For further reading:


Strengthen Your Fraternity

Here are three proven recommendations for strengthening your fraternity:

1) Consider scheduling a weekly fraternity holy hour. Your daily prayer time can be done on your own, but coming into the presence of the Lord as a fraternity has a mysterious unifying effect, even as each man prays silently on his own. It is worth scheduling a weekly fraternity holy hour, even if not everyone is able to attend every week. And if your circumstances as a fraternity allow for a daily holy hour together, all the better.

2) Go to confession regularly. Regular confession every few weeks (at a minimum, once per month) is a great way to renew your brotherly bonds, both with your fraternity and with Christ.
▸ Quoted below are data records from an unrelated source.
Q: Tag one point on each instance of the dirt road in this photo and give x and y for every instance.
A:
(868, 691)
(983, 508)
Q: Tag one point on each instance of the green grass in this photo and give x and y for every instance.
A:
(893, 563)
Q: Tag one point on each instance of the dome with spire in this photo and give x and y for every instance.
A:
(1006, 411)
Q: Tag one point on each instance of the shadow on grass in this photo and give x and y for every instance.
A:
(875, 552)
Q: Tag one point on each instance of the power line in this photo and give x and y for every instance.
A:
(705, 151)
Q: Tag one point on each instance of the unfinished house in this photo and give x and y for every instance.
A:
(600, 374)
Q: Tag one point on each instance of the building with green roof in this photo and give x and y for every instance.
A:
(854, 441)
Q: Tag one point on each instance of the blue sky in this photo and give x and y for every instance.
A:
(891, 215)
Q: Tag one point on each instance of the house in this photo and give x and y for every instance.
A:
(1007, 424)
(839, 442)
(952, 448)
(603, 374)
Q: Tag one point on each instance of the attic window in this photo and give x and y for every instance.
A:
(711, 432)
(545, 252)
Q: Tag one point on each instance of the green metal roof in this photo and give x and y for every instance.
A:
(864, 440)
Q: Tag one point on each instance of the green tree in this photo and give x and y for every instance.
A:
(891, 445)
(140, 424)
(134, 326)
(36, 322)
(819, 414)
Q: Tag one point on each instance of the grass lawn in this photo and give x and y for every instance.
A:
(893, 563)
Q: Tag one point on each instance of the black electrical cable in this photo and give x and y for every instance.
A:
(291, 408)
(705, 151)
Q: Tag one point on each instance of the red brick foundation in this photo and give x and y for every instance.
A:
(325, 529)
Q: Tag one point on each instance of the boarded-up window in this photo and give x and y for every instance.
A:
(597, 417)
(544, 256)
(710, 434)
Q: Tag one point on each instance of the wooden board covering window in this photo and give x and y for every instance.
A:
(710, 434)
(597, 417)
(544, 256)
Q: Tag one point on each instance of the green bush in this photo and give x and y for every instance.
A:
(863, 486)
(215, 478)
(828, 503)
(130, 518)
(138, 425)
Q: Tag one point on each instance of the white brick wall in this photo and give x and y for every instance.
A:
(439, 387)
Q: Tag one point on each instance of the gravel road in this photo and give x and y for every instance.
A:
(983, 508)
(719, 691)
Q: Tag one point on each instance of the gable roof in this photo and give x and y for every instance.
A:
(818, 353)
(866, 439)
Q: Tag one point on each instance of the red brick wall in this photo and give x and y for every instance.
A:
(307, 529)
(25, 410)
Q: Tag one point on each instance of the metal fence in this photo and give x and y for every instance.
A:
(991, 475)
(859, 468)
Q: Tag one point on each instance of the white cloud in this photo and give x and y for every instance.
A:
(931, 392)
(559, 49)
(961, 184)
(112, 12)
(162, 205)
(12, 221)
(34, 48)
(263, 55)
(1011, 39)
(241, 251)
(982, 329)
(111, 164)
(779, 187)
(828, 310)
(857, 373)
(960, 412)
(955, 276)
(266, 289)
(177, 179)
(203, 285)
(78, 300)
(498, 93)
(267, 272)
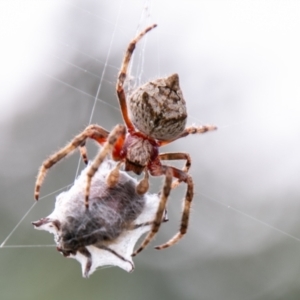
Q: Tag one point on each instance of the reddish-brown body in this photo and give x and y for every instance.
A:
(157, 117)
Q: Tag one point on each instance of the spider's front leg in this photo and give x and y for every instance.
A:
(190, 130)
(113, 145)
(170, 172)
(94, 132)
(122, 77)
(177, 156)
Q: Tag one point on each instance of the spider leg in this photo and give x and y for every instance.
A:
(190, 130)
(94, 132)
(103, 247)
(122, 77)
(84, 251)
(116, 136)
(143, 185)
(170, 172)
(177, 156)
(160, 211)
(182, 176)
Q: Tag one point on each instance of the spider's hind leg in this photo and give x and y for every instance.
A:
(160, 214)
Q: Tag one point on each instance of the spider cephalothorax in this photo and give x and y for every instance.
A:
(157, 117)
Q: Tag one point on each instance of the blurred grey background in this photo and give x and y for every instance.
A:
(239, 65)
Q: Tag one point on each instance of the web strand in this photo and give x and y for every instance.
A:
(96, 99)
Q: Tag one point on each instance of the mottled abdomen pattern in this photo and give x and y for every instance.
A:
(158, 108)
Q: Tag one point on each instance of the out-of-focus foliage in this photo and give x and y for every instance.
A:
(239, 69)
3) Attend one extra Mass each week. “The Eucharist is ‘the source and summit of the Christian life.’” If Exodus Men want to discover the real influence of the Eucharist in their lives, let them commit to the holy reception of Christ at least one more day each week. “For in the blessed Eucharist is contained the whole spiritual good of the Church, namely Christ himself” (CCC 1324). Past Exodus fraternities have found that attending an extra Mass each week worked best when a consistent day of the week was chosen. Many fraternities paired their weekly Mass with their fraternity holy hour before or after Mass.